Comic book storyline

"The Joker's Millions" is a comic book storyline featuring the character Joker, published in Detective Comics #180 (February 1952). In the story, the Joker decides to retire from crime after inheriting a massive fortune, only to find out too late that he has fallen victim to an elaborate scheme to humiliate him.

== Publication history ==
"The Joker's Millions" was published in Detective Comics #180 (Feb. 1952). As with all early Batman comics at the time, Bob Kane is the only person credited for the comic, but the story itself was written by "David Vern" (a.k.a. David V. Reed).

==Plot==
At the funeral of "King" Barlowe, a criminal racketeer and a major rival of the Joker, the Joker is surprised to learn that Barlowe's will leaves him millions of dollars. With his newfound fortune, the Joker decides to retire from crime and finally live the fine life he's always secretly desired for himself. He spends his new wealth quickly, believing that there's plenty left – only to discover that Barlow has had the last laugh; the "money" is all counterfeit. He then receives a visit from the IRS, which has assessed an inheritance tax based on the total amount of the supposed fortune.

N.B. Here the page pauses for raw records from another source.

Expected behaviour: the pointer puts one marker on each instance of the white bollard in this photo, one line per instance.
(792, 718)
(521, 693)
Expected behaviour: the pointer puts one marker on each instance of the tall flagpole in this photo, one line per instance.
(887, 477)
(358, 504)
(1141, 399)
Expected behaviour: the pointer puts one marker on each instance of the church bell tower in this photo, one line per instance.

The Joker is torn between reporting the inheritance as counterfeit in order to avoid the tax liability (thus becoming a laughing-stock in the Gotham City underworld for admitting that Barlowe had tricked him), going to jail for tax evasion (which would be equally humiliating), or returning to crime until he can pay the tax and protect his reputation. The Joker chooses the third option, yet he decides to commit normal, "un-Jokerish" crimes as secretly as possible and without his usual calling card flourishes, figuring that no one would ever suspect him of such pedestrian affairs. First, he breaks into a bank safe, but "fate's invisible hand plays strange tricks" as the wind blows a movie theater's banner onto the bank that the Joker just robbed, making it look like a Joker crime. After discovering that the Joker's money is counterfeit, Batman and Robin realize the opportunity: they can have Joker arrested and imprisoned instead of allowing him to plead insanity and thus get sent to Arkham Asylum.

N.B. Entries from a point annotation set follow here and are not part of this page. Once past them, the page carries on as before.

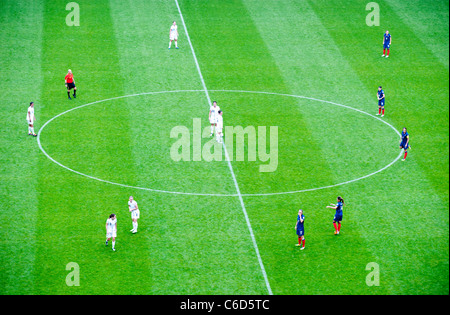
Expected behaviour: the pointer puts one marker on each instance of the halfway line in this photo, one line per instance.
(255, 245)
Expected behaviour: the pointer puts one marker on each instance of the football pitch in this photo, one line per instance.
(297, 83)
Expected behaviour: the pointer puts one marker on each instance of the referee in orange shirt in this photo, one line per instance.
(70, 84)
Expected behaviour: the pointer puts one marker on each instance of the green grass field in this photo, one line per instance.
(197, 240)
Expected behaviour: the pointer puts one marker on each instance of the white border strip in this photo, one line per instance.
(255, 245)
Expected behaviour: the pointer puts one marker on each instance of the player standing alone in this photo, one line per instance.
(381, 101)
(135, 213)
(219, 127)
(173, 34)
(404, 142)
(30, 120)
(387, 40)
(111, 230)
(70, 84)
(338, 216)
(299, 228)
(213, 114)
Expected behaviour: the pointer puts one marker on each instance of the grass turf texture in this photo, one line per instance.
(201, 244)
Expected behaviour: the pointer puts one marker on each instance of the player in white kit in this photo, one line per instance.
(213, 116)
(111, 230)
(135, 213)
(30, 120)
(219, 127)
(173, 34)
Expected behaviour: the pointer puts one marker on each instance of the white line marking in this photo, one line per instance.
(255, 245)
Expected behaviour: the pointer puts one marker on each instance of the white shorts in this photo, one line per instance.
(135, 214)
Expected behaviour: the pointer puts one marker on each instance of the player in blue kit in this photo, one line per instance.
(381, 100)
(338, 216)
(300, 229)
(404, 142)
(387, 40)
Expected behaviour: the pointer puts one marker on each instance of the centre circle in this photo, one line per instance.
(153, 189)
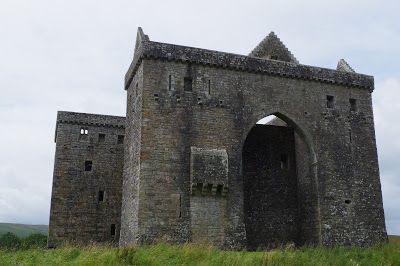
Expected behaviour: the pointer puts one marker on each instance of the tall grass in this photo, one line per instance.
(191, 254)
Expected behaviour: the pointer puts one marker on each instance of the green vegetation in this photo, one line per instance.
(23, 230)
(190, 254)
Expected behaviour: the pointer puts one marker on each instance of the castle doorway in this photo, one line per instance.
(280, 195)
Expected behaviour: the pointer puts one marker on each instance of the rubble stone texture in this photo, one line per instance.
(195, 167)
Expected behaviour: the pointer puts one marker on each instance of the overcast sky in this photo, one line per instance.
(72, 55)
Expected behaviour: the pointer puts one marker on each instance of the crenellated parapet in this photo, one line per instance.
(147, 49)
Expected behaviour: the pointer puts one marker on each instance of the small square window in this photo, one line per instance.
(88, 165)
(353, 104)
(330, 101)
(187, 85)
(102, 137)
(112, 229)
(284, 161)
(101, 196)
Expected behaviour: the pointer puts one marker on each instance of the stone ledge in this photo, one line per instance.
(184, 54)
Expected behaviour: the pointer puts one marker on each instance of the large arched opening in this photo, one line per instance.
(281, 204)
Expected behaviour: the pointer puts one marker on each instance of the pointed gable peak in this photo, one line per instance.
(343, 66)
(271, 47)
(140, 38)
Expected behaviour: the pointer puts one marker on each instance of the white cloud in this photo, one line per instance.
(72, 55)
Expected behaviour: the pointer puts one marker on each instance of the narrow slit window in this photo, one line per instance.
(330, 101)
(284, 161)
(112, 229)
(350, 136)
(353, 105)
(187, 84)
(101, 196)
(88, 165)
(180, 205)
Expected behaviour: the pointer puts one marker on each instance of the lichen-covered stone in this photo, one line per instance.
(196, 168)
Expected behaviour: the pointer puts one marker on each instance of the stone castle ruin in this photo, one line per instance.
(189, 163)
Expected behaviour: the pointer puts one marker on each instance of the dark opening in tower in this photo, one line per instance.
(280, 206)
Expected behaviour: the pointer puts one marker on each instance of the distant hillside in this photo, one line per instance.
(23, 230)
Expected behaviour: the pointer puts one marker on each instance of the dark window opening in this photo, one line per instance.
(187, 84)
(180, 205)
(112, 229)
(101, 196)
(353, 104)
(350, 136)
(219, 189)
(88, 165)
(329, 101)
(284, 161)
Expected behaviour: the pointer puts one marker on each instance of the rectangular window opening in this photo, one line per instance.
(187, 84)
(284, 161)
(88, 165)
(112, 229)
(353, 104)
(101, 196)
(330, 101)
(120, 139)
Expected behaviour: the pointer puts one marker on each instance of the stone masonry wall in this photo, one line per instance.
(79, 214)
(218, 110)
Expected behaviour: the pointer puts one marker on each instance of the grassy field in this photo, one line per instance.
(23, 230)
(190, 254)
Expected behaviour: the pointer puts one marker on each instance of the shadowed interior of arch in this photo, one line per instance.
(280, 193)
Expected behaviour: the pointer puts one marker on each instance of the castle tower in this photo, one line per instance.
(194, 169)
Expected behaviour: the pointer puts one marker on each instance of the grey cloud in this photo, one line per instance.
(72, 55)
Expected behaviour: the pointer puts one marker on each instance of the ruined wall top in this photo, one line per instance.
(146, 49)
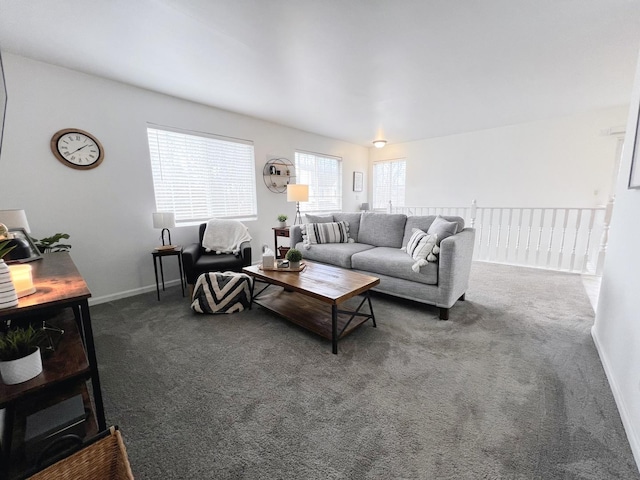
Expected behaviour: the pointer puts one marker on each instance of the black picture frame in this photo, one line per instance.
(634, 172)
(3, 101)
(21, 234)
(358, 180)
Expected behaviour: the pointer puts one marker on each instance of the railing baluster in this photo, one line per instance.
(506, 246)
(564, 232)
(518, 235)
(542, 212)
(553, 226)
(575, 240)
(498, 234)
(604, 240)
(585, 258)
(526, 252)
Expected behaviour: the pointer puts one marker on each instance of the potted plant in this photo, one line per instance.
(8, 296)
(51, 244)
(294, 256)
(20, 358)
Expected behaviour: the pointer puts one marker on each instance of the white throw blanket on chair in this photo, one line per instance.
(224, 236)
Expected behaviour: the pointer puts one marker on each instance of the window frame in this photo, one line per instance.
(303, 177)
(206, 189)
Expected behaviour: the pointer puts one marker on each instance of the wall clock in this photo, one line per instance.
(77, 148)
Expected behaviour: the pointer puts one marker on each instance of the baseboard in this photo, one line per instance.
(130, 293)
(629, 428)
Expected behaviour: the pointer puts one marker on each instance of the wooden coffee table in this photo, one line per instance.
(306, 295)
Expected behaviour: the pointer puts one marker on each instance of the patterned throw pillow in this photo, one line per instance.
(333, 232)
(442, 228)
(421, 247)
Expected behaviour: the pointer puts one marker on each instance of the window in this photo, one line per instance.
(389, 180)
(200, 176)
(323, 174)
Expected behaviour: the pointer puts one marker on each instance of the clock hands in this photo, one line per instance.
(77, 149)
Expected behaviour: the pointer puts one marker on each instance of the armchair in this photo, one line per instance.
(197, 260)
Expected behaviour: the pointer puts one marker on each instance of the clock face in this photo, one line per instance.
(77, 149)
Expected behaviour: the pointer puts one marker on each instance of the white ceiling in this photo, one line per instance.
(349, 69)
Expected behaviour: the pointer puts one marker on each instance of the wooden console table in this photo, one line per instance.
(59, 286)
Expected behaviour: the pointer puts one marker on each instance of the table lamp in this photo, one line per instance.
(297, 193)
(165, 221)
(14, 219)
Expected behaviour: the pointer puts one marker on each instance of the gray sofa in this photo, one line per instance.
(376, 250)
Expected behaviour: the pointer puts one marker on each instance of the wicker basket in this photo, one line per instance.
(105, 459)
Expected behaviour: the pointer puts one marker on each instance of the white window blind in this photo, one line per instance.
(199, 176)
(323, 174)
(389, 181)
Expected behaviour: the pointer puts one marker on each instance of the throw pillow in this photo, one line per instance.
(421, 246)
(442, 228)
(316, 233)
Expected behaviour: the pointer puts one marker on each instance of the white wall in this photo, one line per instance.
(107, 210)
(562, 162)
(617, 326)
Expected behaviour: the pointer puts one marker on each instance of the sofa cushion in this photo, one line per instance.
(382, 229)
(318, 218)
(334, 232)
(353, 219)
(423, 222)
(442, 228)
(394, 263)
(338, 254)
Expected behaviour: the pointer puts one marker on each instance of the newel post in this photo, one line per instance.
(604, 240)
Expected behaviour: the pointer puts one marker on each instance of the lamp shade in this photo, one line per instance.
(164, 220)
(297, 193)
(15, 219)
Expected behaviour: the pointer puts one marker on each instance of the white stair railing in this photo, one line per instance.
(555, 238)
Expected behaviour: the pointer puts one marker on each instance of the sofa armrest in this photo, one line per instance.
(190, 255)
(295, 235)
(456, 254)
(245, 253)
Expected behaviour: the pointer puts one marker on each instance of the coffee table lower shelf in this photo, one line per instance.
(315, 315)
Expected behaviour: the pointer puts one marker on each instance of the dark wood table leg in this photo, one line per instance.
(182, 282)
(155, 270)
(93, 363)
(334, 329)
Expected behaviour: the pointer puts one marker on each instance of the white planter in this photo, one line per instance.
(22, 369)
(8, 296)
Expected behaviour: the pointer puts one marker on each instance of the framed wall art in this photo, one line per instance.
(358, 180)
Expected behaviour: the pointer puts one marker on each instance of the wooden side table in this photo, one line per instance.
(157, 256)
(280, 232)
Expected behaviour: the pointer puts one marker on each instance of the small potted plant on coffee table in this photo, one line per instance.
(20, 358)
(294, 256)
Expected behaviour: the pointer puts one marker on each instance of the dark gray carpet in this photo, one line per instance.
(511, 387)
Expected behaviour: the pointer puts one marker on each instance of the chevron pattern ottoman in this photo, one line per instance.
(221, 292)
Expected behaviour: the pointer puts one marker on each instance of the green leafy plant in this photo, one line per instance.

When the Joker performs a stick-up at the Gotham Opera House dressed in a trench coat and slouch hat, Batman is able to guess that the Joker was behind it and burns the theater's tickets to I Pagliacci to make it, too, look like a Joker crime. A similar deduction occurs after the Joker tries robbing the Gotham Zoo. Batman pretends to have been subdued and locked in the zoo's bat cage by the Joker. Unable to resist a chance to satisfy his massive ego, the Clown Prince of Crime boasts to an underworld friend that he had robbed the zoo for the sole purpose of humiliating Batman. However, the underworld friend was actually Batman in disguise, and with a recording of the Joker's confession that Batman made, the Joker is promptly arrested.

==Collected editions==
As well as appearing in Detective Comics #180, the story has been reprinted in a trade paperback:

- Batman: The Complete History (paperback, 1999, Chronicle Books ISBN 0-8118-4232-0)

==In other media==
"The Joker's Millions" was adapted for an episode of The New Batman Adventures animated television series, which aired on February 21, 1998. The episode remains mostly faithful to the original story while updating or changing certain aspects, such as the use of series original character Harley Quinn and Batgirl taking Robin's place in the story as he had become Nightwing at that point in the series. Additionally, the Joker learns of Edward "King" Barlowe's deception via a video tape and attempts to have one of his men impersonate him to distract Batman from what happened. Barlowe's death was depicted differently: in the comic, he died in a failed escape attempt from prison, while in the episode, he died from an unspecified illness. However, Batman exposes the imposter and the Joker is eventually captured and sent to Arkham Asylum, where Harley takes revenge on him for replacing her.